Sunday, February 09, 2014

Managing Transitions Within The Transition

The question arising from the six-point agreement between the Nepali Congress and the Communist Party of Nepal-Unified Marxist Leninist (CPN-UML) ostensibly pertains to the steadiness of the new government expected to take shape this week.
With Nepali Congress president Sushil Koirala preparing to assume the premiership, and the UML’s Bam Dev Gautam set to serve as his principal deputy, implementation of and adherence with the new agreed framework would probably be subsumed in matters of day-to-day governance.

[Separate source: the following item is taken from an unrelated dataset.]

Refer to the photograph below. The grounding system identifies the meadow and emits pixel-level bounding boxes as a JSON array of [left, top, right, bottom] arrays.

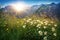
[[0, 15, 60, 40]]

However, the real question thrown up by the political developments of the past two weeks will persist: how long will it be before the UML’s K.P. Sharma Oli steps into the top job?
The realignment of forces in the UML galvanized a political process that was almost moribund since the election of the new constituent assembly in November. Granted, the Nepali Congress, by dint of its being the largest party in the assembly, was required to sort out its leadership tangles first. Given the factional deal-making that preceded it, Koirala’s election as parliamentary party leader, Maila Baje thinks, offers enough pointers to kind of battles he will have to face within the party. All this while striving to fulfill the grandiose promise of bringing out the new constitution within a year.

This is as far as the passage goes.